New Delhi: As retail sugar prices surged 15% in one month on fears of poor monsoon, the food ministry is considering curbing exports of the sweetener to augment domestic supplies, official sources said on Tuesday.
In a status note to the Cabinet Committee on Economic Affairs, the food ministry will propose various options, including capping sugar exports under the open general licence at 1.5 million tonne and curbing wheat exports by private traders, to ensure steady domestic supplies of the key commodities, senior officials told FE.
However, any such plans by the food ministry will draw stiff resistance from agriculture minister Sharad Pawar, who has been maintaining the government need not curb exports of farm items, as domestic stocks have been adequate, and the farmer shouldn’t be asked to subsidise the consumer.
Prices of key farm commodities, especially sugar, started rising sharply since mid-June on fears that poor monsoon will hit summer-sown crops. Sugar prices hit an 18-month high in August on apprehension that dry spells in key producing regions of Maharashtra may hurt cane yield. Sugar prices are ruling around R40 a kg in Delhi and Mumbai, up 25% from a year before, according to official data.
Separately, the food ministry will also direct mills to sell an additional 4,20,000 tonne of sugar in the open market in August to curb the soaring prices, one of the official said.
Earlier, mills had been ordered to sell 4.5 million tonne of sugar for sale in the open market this quarter, and subsequently, the ministry had also asked them to offload 4,66,000 tonne over and above the quota to improve supplies.
The latest decision to offload more will take the mandatory sugar sales by mills in the open market to 5.38 million tonne this month.
India, the world’s second-largest grain grower, had lifted a four-year ban on wheat exports in September last year as inventories swelled following two successive years of bumper harvests. Traders have exported around 2 million tonne of wheat so far.
The country harvested a record 93.90 million tonne of wheat in the crop year through June.
Similarly, the world’s second-largest sugar producer had allowed shipments of two million tonne of the sweetener in the initial months of the marketing year through September, prior to freeing the shipment in May, to help mills clear payments to farmers for previous cane purchases.
The commerce ministry has already issued permits for exports of 1.48 million tonne of sugar under the open general licence, of which 8,60,000 tonne have been shipped out, said a senior sugar industry executive.
The Indian Sugar Mills Association (Isma) said any plan to curb exports “doesn’t make any sense” because, with domestic prices having risen recently, shipments of the sweetener isn’t viable now. Global sugar prices are ruling around $610 per tonne, around 6% lower than the domestic prices, according to the Isma data.
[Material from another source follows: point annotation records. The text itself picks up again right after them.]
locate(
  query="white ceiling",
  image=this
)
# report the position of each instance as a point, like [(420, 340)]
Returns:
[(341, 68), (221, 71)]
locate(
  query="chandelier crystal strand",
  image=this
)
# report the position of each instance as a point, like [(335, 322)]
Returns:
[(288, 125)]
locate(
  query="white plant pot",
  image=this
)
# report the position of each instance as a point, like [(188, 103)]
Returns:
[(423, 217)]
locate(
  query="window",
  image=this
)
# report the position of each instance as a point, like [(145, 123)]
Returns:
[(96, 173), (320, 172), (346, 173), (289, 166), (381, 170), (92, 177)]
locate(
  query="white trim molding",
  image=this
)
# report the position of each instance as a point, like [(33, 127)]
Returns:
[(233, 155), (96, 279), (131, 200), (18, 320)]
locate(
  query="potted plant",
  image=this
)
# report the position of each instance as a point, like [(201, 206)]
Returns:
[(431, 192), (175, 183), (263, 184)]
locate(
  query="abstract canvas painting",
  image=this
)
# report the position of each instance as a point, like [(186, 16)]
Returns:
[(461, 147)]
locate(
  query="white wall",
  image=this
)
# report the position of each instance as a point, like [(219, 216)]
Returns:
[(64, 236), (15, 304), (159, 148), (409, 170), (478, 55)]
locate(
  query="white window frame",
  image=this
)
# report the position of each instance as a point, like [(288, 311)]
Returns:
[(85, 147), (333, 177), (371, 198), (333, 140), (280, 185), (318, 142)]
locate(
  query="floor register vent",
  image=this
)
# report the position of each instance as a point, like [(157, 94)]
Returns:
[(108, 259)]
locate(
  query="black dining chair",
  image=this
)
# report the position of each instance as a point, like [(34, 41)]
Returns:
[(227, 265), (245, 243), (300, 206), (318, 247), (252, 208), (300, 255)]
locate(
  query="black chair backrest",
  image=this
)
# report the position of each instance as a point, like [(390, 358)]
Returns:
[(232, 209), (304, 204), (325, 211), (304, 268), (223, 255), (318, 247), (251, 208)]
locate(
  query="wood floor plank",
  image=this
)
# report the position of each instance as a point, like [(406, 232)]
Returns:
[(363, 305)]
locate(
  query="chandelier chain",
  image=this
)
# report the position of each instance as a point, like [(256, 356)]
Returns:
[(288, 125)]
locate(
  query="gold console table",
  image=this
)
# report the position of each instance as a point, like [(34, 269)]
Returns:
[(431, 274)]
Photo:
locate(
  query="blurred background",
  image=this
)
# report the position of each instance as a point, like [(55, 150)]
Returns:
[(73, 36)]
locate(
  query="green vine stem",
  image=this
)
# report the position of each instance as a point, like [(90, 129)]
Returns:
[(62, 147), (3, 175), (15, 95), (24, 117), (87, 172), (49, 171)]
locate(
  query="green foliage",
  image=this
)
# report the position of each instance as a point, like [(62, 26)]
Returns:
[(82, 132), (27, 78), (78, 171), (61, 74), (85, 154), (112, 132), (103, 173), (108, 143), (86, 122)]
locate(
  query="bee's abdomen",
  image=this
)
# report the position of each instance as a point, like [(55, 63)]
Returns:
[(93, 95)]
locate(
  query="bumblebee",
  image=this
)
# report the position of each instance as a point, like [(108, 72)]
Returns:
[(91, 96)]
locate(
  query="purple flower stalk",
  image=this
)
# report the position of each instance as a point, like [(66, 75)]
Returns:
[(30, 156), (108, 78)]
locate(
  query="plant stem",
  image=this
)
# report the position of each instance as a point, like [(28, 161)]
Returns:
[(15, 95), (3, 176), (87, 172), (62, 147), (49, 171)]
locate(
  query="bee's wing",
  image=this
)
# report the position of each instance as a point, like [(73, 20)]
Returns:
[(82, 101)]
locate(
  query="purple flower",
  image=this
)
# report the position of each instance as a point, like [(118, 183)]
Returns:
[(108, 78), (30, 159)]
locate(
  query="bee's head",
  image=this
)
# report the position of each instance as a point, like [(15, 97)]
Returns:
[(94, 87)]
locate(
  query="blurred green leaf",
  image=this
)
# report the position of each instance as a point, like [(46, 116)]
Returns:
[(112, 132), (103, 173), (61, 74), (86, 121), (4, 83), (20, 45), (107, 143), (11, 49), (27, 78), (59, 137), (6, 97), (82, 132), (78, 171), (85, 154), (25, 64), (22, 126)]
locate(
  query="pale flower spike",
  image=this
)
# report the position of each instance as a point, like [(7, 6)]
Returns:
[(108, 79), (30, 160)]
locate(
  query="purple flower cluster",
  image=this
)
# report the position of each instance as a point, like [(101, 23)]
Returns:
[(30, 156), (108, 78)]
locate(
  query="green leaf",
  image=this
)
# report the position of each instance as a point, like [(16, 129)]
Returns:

“There is surplus sugar in the country, and we expect 2012-13 to be another surplus year. So by curbing exports, the government will be signalling lack of adequate stocks in the country, which isn’t correct, and the market will only flare up after that,” Isma director general Abinash Verma said.
Verma said the country will end the current year with around one million to 1.5 million tonne of more stocks, compared with a year earlier. According to Isma, stocks by the end of 2010-11 were to the tune of 5.5 million tonne.
However, the premium white sugar commands over the raw variety in the global market has surged by 9.5% over the past two weeks on concerns India may curb exports because of rising domestic prices, according to Bloomberg. White, or refined sugar, was $121.51 a tonne more expensive than the raw sweetener in intraday trade, it said, adding the premium was $110.97 a tonne two weeks earlier.
India’s sugar output is estimated to have climbed 7% to 26 million tonne due to higher cane crushing, compared with the consumption of around 21.5 million tonne.
The government had permitted 1.5 million tonne under the open general licences last year in three equal tranches, starting April 2011, after a gap of two years when it faced a shortage.